Beam Us Up, G-7 Asks Private Info Enterprises
GOVERNMENT leaders from the world's industrialized nations jointly acknowledged this weekend that they are playing catch-up with private enterprise as it races to create a global information superhighway.
While representatives from the Group of Seven nations met for the first time to debate building and policing the world's computer network, three floors of manufacturers' displays nearby demonstrated that cyberspace travel was well under way without them.
Some 140 companies from around the world showed off products ranging from instant radio faxes and a palm-sized, cord-free computer that gives access to almost anything published on the Internet to a virtual-reality tour of the Vatican.
The market has leaped ahead of government in spreading images and information. Now, officials are struggling to figure out how quickly to deregulate Europe's public telecommunications industries and how to ensure equal access to new technologies.

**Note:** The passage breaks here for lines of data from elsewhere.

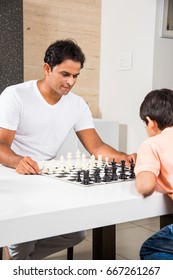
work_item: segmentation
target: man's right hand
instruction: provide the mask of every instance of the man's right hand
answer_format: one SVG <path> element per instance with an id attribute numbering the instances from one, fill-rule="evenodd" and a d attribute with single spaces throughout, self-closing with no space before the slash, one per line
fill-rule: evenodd
<path id="1" fill-rule="evenodd" d="M 41 170 L 36 161 L 30 157 L 22 158 L 17 167 L 16 172 L 19 174 L 40 174 Z"/>

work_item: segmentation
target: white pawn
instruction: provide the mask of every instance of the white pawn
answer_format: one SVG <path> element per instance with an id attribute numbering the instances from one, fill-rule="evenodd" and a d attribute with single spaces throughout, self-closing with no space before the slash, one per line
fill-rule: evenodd
<path id="1" fill-rule="evenodd" d="M 77 150 L 76 152 L 76 159 L 80 159 L 81 158 L 81 152 L 79 150 Z"/>
<path id="2" fill-rule="evenodd" d="M 60 156 L 60 160 L 59 160 L 59 171 L 64 171 L 64 157 Z"/>
<path id="3" fill-rule="evenodd" d="M 82 169 L 86 169 L 86 155 L 83 153 L 82 154 Z"/>
<path id="4" fill-rule="evenodd" d="M 89 159 L 89 169 L 93 169 L 95 166 L 95 156 L 92 155 Z"/>
<path id="5" fill-rule="evenodd" d="M 67 153 L 67 163 L 66 163 L 66 168 L 68 167 L 69 170 L 73 169 L 73 164 L 72 164 L 72 153 Z"/>
<path id="6" fill-rule="evenodd" d="M 102 155 L 98 155 L 97 167 L 102 167 Z"/>
<path id="7" fill-rule="evenodd" d="M 45 173 L 48 173 L 48 168 L 47 168 L 47 162 L 43 162 L 43 167 L 42 167 L 42 170 L 41 170 L 41 174 L 45 174 Z"/>
<path id="8" fill-rule="evenodd" d="M 109 164 L 109 158 L 108 157 L 105 157 L 105 164 L 108 166 Z"/>
<path id="9" fill-rule="evenodd" d="M 52 159 L 49 166 L 49 174 L 54 174 L 54 173 L 56 173 L 56 161 Z"/>
<path id="10" fill-rule="evenodd" d="M 95 162 L 96 162 L 96 158 L 95 158 L 95 155 L 92 155 L 91 156 L 91 162 L 93 164 L 93 166 L 95 165 Z"/>
<path id="11" fill-rule="evenodd" d="M 76 163 L 75 163 L 75 168 L 76 169 L 81 169 L 82 164 L 81 164 L 81 152 L 77 150 L 76 152 Z"/>

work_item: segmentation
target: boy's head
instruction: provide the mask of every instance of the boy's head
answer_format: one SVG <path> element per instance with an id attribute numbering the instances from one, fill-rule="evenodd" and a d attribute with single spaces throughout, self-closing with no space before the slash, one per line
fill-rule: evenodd
<path id="1" fill-rule="evenodd" d="M 44 62 L 49 64 L 51 70 L 65 60 L 79 62 L 81 68 L 84 66 L 85 55 L 77 43 L 71 39 L 57 40 L 45 52 Z"/>
<path id="2" fill-rule="evenodd" d="M 148 125 L 152 120 L 159 130 L 173 126 L 173 91 L 170 89 L 149 92 L 140 106 L 140 117 Z"/>

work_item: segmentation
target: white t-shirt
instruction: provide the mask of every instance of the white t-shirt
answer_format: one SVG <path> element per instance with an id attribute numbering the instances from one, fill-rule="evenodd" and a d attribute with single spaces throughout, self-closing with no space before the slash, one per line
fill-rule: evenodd
<path id="1" fill-rule="evenodd" d="M 37 81 L 7 87 L 0 95 L 0 127 L 15 130 L 12 150 L 35 161 L 50 160 L 73 128 L 94 128 L 88 105 L 69 92 L 55 105 L 42 97 Z"/>

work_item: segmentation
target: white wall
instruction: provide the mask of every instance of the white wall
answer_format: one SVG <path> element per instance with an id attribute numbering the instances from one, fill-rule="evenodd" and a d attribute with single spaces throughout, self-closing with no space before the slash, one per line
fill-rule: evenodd
<path id="1" fill-rule="evenodd" d="M 139 106 L 153 85 L 156 2 L 102 0 L 100 112 L 104 119 L 119 121 L 119 148 L 128 153 L 147 137 Z M 132 67 L 119 71 L 117 58 L 126 52 L 133 56 Z"/>
<path id="2" fill-rule="evenodd" d="M 163 0 L 157 1 L 153 88 L 173 89 L 173 39 L 161 37 Z"/>

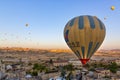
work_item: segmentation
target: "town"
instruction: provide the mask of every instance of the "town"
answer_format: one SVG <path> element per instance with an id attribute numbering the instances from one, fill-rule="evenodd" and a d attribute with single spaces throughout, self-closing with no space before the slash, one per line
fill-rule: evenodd
<path id="1" fill-rule="evenodd" d="M 70 50 L 1 48 L 0 80 L 79 80 L 83 71 L 84 80 L 120 80 L 119 53 L 97 51 L 83 66 Z"/>

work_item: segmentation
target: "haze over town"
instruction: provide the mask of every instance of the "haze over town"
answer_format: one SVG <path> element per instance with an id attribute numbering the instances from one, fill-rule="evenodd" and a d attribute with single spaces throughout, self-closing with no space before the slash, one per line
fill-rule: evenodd
<path id="1" fill-rule="evenodd" d="M 119 3 L 119 0 L 1 0 L 0 80 L 120 80 Z M 81 15 L 91 15 L 92 19 L 96 16 L 106 27 L 106 37 L 95 53 L 95 49 L 90 49 L 98 38 L 89 42 L 87 56 L 94 55 L 86 65 L 80 62 L 80 55 L 86 55 L 84 47 L 77 50 L 78 55 L 64 40 L 67 22 L 73 24 L 71 19 Z M 94 24 L 92 19 L 88 21 Z"/>
<path id="2" fill-rule="evenodd" d="M 69 49 L 63 38 L 66 23 L 75 16 L 93 15 L 107 30 L 100 49 L 120 48 L 119 1 L 4 0 L 0 10 L 0 47 Z"/>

''Can you explain why it has taken ministers 10 years to convene such a group on such a topic?'' former European Commission President Jacques Delors was asked at the opening press conference. ''What we have learned, we have learned by watching what's been developed in the market.''
Many of the business leaders and software developers attending this conference expressed doubts that governments could manage the development of the information superhighway.
''When the Internet was built 25 years ago, it was a very secure network for the US Defense Department. No one dreamed it would have 30 million users,'' said Michael Spindler, president of Apple Computer Inc.
From January to December 1991, 500 million bytes of data passed over the World Wide Web, he adds. In three months, from January to March 1993, 5 billion bytes; on one day (May 1, 1994), 10 billion bytes; and in six hours (on Nov. 10, 1994), 13 billion bytes.
''Governments shouldn't try to exercise control over these industries,'' added Mr. Spindler. ''What governments need to do is help remove barriers, protect intellectual property rights, and get into protection of privacy.''
High on the agenda for US business executives participating in this conference was the need to break the hold of public telecommunications monopolies, especially in Europe.
In Germany, for example, the telecommunications industry is undergoing privatization, and the government has committed to opening markets by the end of the century. But at present they are run as a monopoly.